Throughout the Indonesian Archipelago, an array of colloquial varieties of Indonesian are spoken, differing significantly - sometimes to the point of mutual non-intelligibility - from each other as well as from Standard Indonesian. A still widely held view holds that that such varieties are merely "debased" or "corrupted" forms of the standard language, and hence not worthy of serious investigation. Most linguists working on Indonesian today now reject this view; however, some of them still adhere to a more sophisticated version of the same prejudice, in accordance with which colloquial varieties of Indonesian do not constitute bona fide language varieties, but, rather, are products of linguistic performance, the results of various kinds of mixing of Standard Indonesian with assorted local languages.

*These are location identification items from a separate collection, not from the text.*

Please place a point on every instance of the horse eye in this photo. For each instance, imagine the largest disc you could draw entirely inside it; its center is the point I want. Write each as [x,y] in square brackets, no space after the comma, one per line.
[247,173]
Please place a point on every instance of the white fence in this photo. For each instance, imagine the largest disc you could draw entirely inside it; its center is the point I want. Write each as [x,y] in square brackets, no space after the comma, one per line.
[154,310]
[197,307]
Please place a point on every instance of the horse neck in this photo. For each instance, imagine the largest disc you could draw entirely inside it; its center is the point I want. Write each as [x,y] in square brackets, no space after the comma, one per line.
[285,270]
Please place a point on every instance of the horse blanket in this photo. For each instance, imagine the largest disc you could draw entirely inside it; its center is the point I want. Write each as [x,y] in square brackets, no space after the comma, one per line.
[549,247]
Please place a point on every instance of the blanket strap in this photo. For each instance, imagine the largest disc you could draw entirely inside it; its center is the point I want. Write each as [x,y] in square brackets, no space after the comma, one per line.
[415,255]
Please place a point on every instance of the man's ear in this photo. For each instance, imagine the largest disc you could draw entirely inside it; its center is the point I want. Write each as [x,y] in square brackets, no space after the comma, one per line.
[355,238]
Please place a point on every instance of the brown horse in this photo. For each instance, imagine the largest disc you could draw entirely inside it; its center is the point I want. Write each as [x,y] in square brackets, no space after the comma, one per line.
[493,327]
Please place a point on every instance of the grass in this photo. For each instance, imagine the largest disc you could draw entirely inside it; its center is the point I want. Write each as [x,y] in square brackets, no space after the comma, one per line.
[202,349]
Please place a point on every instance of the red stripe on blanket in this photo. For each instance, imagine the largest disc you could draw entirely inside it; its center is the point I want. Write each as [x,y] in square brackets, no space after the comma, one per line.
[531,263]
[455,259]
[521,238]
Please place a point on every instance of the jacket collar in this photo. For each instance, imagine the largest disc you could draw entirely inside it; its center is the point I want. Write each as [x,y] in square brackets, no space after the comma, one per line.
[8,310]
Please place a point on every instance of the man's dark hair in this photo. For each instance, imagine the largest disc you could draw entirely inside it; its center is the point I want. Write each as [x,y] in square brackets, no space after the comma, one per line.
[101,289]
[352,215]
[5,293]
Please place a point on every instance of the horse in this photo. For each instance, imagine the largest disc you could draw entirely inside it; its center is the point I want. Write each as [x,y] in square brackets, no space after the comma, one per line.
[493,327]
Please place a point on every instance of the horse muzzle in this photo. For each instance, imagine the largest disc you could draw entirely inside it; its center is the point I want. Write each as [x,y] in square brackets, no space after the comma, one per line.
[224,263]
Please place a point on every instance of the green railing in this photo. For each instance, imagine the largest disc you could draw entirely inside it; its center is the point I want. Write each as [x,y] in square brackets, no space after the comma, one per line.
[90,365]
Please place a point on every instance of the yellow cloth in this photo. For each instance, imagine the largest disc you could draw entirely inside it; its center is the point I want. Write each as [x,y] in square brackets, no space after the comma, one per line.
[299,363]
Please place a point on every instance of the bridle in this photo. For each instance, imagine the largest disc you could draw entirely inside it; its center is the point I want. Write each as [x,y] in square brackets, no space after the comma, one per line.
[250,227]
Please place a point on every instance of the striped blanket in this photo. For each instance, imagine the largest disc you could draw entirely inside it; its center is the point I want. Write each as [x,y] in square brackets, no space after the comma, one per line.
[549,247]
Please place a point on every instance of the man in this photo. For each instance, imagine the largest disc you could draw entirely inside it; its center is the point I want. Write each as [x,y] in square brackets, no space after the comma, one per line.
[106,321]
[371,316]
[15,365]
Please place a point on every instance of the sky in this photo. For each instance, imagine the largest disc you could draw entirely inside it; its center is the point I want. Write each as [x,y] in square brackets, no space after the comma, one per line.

This paper argues that such a characterization of colloquial varieties of Indonesian is inappropriate and should be rejected. Although the logic of the argument requires that it be made, on an individual basis, for each and every variety of Indonesian, for practical reasons this paper limits its attention to a single colloquial variety of Indonesian, that spoken in the province of Riau in East-central Sumatra. In this paper, it is shown that the structure of Riau Indonesian cannot be accounted for in terms of a straightforward mixture of Standard Indonesian on the one hand, and the local substrate languages, dialects of Malay and Minangkabau, on the other. In support of this claim, three distinct arguments are presented.
Argument 1: Indeed, most of the structural features of Riau Indonesian are shared with either Standard Indonesian and/or with one or more of the local substrate languages. However, if Riau Indonesian were an automatic performance-based mixture of these language varieties, then there should exist general principles governing the choice of forms, determining when a Standard Indonesian form should be used, and when instead a form from one of the local languages should be used - and which language it should be from. However, even a cursory inspection of the data shows that no such general principles exist: whether a given feature of Riau Indonesian comes from Standard Indonesian, from Malay and/or from Minangkabau is an arbitrary and unpredictable property of Riau Indonesian, which must therefore be represented in an autonomous grammar of that variety of colloquial Indonesian.
Argument 2: Alongside the above, there exists a small residue of features of Riau Indonesian which can be attributed neither to Standard Indonesian nor to any dialects of Malay and Minangkabau. These features show that Riau Indonesian is more than just a mixture of superstrate and substrate, more than just the sum of its wound-be parts, but, instead, is a language in its own right, with its own unique grammatical system.
Argument 3: The structural features of Riau Indonesian can be shown to form part of a dialect chain constituted by other similar colloquial varieties of Indonesian throughout the archipelago. In order to make this point, over 100 dialect maps are presented, showing the distribution of various linguistic features across Sumatra, as well as in neighboring regions of peninsular Malaysia, Borneo and Java. These maps show that whether Riau Indonesian possesses a certain linguistic feature is in some cases predictable not by the properties of its superstrate and substrate languages but rather by the properties of other colloquial varieties of Indonesian spoken in neighboring regions. Thus, Riau Indonesian and its neighboring varieties exhibit geographical patterning just like ordinary dialects in classical dialectology.